At first there seems little connection. But then there’s this: the Diocese of Maine is proposing the abandonment of widely-used diocesan clergy compensation scales and replacing them with a plethora of individual compensation packages tied to school employee salaries (not including superintendents) in each local community.
We all understand the financial problems congregations face in the current economic and societal environment – there’s not enough money.
Yet Maine thinks that it can help its congregations balance their budgets by paying their new clergy less and offering them fewer benefits. Their White Paper’s myopic overview gives no consideration to the impact on clergy, nor the personal clergy-stress generated, and is ultimately an inadequate and short-sighted response to much broader and more complex issues.
On its own, Maine’s proposal may seem, if somewhat misguided, simply innocuous. But when seen in the light of the two trends mentioned at the beginning it becomes much more significant.

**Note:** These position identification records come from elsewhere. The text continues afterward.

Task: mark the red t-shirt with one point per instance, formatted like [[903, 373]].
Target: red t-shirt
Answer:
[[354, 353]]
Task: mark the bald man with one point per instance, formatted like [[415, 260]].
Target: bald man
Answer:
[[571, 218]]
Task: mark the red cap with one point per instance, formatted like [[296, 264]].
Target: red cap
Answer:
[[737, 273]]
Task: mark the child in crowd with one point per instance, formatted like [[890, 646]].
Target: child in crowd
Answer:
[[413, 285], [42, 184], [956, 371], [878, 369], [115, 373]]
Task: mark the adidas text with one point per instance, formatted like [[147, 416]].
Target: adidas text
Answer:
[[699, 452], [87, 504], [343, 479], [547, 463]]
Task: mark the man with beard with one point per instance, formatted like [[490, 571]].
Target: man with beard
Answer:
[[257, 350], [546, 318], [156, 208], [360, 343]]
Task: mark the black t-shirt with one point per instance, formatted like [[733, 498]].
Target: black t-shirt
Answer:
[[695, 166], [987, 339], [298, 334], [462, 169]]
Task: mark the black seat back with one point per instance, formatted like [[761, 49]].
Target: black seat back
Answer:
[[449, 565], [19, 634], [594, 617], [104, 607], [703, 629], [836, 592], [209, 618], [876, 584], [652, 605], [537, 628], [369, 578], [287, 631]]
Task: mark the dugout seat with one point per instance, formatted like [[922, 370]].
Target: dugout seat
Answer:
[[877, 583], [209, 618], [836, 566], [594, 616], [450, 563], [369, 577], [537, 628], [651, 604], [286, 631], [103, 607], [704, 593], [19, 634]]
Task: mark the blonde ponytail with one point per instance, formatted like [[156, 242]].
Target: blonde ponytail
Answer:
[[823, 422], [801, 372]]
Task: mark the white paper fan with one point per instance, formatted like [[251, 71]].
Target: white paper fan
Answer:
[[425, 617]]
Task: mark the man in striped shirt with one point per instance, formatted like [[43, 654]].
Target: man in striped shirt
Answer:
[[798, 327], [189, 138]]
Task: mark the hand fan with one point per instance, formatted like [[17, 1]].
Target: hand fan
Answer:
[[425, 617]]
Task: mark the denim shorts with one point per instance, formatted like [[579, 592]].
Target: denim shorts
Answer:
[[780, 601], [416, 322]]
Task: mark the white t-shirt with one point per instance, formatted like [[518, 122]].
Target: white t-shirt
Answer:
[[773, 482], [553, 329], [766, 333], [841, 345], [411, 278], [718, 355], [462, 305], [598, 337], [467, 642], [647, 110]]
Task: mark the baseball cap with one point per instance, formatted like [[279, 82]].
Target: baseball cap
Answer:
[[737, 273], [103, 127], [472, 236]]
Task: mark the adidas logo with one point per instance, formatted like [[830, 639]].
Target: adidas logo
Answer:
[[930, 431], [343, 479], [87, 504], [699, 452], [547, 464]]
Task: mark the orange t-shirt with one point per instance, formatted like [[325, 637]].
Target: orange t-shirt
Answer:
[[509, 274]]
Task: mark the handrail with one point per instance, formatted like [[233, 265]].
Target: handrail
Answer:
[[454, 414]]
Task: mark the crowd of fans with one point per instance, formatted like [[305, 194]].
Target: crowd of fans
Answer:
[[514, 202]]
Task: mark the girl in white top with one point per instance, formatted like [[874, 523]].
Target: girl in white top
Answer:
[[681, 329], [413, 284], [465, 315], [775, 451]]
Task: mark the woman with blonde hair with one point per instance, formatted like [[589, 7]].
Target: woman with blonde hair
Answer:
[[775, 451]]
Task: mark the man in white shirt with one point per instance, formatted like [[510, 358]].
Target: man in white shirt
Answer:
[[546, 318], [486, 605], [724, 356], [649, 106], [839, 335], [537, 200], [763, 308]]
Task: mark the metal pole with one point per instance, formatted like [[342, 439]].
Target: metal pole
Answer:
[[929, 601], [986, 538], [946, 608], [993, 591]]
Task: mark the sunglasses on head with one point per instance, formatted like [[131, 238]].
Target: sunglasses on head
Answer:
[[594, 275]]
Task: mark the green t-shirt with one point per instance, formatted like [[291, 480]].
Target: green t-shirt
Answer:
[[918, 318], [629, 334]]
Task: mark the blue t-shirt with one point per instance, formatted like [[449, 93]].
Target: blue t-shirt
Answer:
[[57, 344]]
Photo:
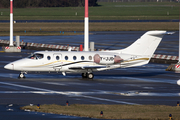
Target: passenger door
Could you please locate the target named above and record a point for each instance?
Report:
(57, 65)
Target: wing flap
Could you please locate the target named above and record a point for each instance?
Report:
(86, 67)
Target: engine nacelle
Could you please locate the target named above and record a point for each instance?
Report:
(107, 59)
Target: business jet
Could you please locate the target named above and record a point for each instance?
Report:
(86, 62)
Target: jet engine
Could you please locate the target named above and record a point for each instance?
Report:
(107, 59)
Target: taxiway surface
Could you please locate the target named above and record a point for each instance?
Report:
(148, 84)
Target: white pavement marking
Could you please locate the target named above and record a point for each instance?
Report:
(46, 91)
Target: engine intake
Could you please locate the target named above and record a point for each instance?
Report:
(107, 59)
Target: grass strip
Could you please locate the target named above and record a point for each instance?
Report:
(71, 28)
(140, 112)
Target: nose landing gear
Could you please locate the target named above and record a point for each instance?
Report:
(21, 75)
(88, 75)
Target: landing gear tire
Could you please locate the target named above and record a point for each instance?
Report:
(84, 75)
(90, 76)
(21, 75)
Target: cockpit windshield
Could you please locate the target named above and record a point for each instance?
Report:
(36, 56)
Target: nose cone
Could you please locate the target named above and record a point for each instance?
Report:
(9, 66)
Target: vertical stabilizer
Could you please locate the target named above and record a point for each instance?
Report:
(146, 44)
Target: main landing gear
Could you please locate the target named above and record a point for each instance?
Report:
(21, 75)
(88, 75)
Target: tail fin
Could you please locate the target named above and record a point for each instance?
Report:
(146, 44)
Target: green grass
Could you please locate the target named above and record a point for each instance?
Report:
(105, 11)
(135, 112)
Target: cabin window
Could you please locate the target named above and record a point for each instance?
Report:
(74, 58)
(48, 57)
(90, 57)
(36, 56)
(82, 57)
(66, 57)
(57, 57)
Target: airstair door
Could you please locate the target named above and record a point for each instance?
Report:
(57, 65)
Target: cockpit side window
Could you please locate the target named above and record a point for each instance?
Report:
(36, 56)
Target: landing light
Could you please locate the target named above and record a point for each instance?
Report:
(178, 82)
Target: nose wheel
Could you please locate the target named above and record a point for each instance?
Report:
(21, 75)
(88, 75)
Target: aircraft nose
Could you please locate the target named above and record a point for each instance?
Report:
(9, 66)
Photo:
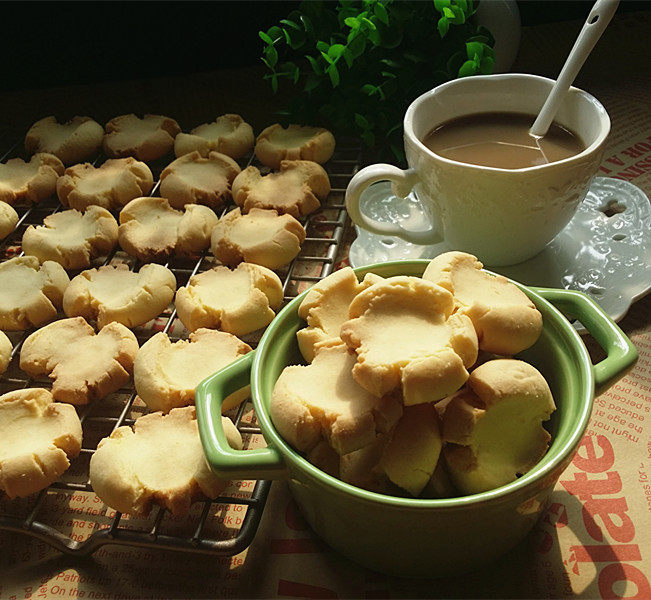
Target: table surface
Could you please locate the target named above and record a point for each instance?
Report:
(286, 559)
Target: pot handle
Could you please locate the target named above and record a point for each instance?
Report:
(403, 182)
(259, 463)
(620, 352)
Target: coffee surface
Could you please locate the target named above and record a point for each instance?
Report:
(501, 140)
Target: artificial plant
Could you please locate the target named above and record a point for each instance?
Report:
(357, 64)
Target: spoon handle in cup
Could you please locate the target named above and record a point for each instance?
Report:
(600, 15)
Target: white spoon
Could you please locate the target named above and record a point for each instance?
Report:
(600, 15)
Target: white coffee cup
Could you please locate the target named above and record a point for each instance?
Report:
(503, 216)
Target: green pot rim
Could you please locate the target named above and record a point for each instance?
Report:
(543, 469)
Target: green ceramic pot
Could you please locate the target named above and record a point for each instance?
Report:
(413, 537)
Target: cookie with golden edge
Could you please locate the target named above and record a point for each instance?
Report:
(83, 366)
(30, 293)
(405, 457)
(158, 462)
(295, 190)
(115, 293)
(322, 401)
(72, 238)
(505, 319)
(261, 236)
(325, 308)
(237, 301)
(150, 229)
(296, 142)
(167, 373)
(30, 181)
(8, 220)
(194, 179)
(228, 134)
(5, 352)
(38, 437)
(406, 338)
(147, 139)
(111, 185)
(493, 428)
(77, 140)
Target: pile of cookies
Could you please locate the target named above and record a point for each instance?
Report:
(409, 386)
(83, 308)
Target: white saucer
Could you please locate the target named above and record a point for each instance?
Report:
(605, 250)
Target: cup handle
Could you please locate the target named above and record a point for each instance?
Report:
(621, 355)
(259, 463)
(403, 182)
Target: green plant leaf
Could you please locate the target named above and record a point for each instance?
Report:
(381, 13)
(307, 24)
(443, 26)
(275, 33)
(394, 64)
(316, 67)
(467, 68)
(333, 72)
(336, 50)
(454, 63)
(362, 121)
(272, 56)
(352, 22)
(348, 57)
(290, 24)
(311, 82)
(357, 46)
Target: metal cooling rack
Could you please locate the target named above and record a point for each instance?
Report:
(68, 515)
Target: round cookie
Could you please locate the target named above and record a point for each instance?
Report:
(159, 461)
(493, 428)
(37, 438)
(114, 293)
(228, 134)
(296, 142)
(322, 402)
(30, 293)
(147, 139)
(238, 301)
(506, 321)
(325, 308)
(30, 181)
(295, 190)
(111, 186)
(8, 220)
(262, 237)
(71, 142)
(150, 229)
(72, 238)
(429, 350)
(193, 179)
(83, 366)
(167, 373)
(5, 352)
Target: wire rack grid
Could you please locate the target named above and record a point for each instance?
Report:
(68, 515)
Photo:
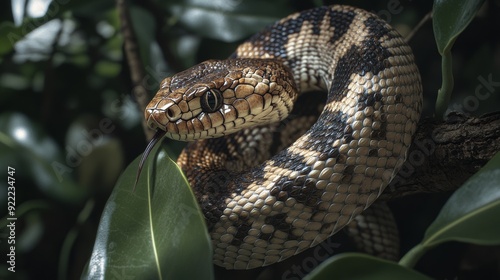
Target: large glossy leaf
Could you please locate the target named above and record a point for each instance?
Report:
(156, 231)
(361, 266)
(468, 216)
(450, 18)
(469, 213)
(227, 20)
(26, 147)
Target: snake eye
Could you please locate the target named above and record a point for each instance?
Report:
(211, 101)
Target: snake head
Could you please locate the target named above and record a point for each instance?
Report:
(219, 97)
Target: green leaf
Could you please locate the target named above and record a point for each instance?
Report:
(361, 266)
(468, 216)
(469, 213)
(156, 231)
(225, 20)
(450, 18)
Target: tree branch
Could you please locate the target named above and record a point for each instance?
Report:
(444, 155)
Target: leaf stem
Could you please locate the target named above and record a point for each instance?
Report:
(444, 93)
(411, 258)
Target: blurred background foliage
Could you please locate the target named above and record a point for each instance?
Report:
(69, 126)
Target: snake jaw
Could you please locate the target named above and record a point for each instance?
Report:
(216, 98)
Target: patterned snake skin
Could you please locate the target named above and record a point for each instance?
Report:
(263, 203)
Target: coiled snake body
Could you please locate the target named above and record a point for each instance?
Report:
(262, 208)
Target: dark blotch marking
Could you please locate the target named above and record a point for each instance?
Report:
(326, 228)
(373, 153)
(341, 20)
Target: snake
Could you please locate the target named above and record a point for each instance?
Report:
(264, 202)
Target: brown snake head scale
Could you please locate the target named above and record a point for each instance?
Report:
(219, 97)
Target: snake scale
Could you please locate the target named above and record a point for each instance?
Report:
(262, 208)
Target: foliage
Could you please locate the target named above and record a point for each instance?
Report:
(69, 126)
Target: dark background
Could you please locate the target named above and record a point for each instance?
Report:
(69, 125)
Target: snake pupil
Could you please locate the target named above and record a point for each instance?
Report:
(211, 101)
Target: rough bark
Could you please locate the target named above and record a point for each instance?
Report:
(444, 155)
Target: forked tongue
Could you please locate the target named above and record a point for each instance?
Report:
(156, 138)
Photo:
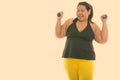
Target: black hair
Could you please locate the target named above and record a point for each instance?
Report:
(88, 7)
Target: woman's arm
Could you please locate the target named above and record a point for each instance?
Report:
(60, 30)
(101, 36)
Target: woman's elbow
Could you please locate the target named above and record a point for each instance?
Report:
(59, 36)
(102, 41)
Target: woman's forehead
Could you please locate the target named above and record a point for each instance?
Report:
(81, 7)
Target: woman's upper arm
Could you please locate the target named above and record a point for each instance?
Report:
(65, 26)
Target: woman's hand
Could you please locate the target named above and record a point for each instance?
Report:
(60, 15)
(104, 18)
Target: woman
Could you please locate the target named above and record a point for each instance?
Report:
(79, 52)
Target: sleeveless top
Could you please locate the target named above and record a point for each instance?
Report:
(79, 44)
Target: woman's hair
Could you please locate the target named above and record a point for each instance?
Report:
(88, 7)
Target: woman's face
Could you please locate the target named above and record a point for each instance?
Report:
(82, 13)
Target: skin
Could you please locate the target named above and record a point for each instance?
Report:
(101, 36)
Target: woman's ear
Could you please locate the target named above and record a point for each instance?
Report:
(89, 12)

It seems that priests are being explicitly used as handy scapegoats for the deeper issues of our day – issues whose presenting symptoms are the economic woes of the wider church; the turning of a mostly latent anti-clericalism into its ugly, active counterpart; the desire by some to exercise more and more control over the nature of priestly identity and ministry; a cultural opposition to any form of institutional authority; and, compounding all of these, the decline of involvement in organized religion.
This complex of trends raises important questions for our denomination about how we value priestly ministry, and what, in the end, we actually think about priestly identity.
On a deeper level, though, it suggests we’re burying our heads in the sand when it comes to the sweeping cultural and societal changes now occurring. Are we going to keep turning our backs to the incoming tsunami and engage in tinkering, petty bickering, and attempts at control?
Or are we going to learn to surf?
Nigel Taber-Hamilton is rector of St. Augustine’s-in-the-woods Episcopal Church on Whidbey Island, Diocese of Olympia. He is currently finishing a doctorate in pastoral leadership.
© 2010 Nigel Taber-Hamilton
Alfredo Garcia offers a collection of thoughts at Religious News Service Blog: Sounding off on the health of the clergy. He cites several authors and sources on the health of the clergy.
Is the Maine proposal alarming to you? Or is it the wave of the future? What about clergy wellbeing when salaries are cut below a living wage?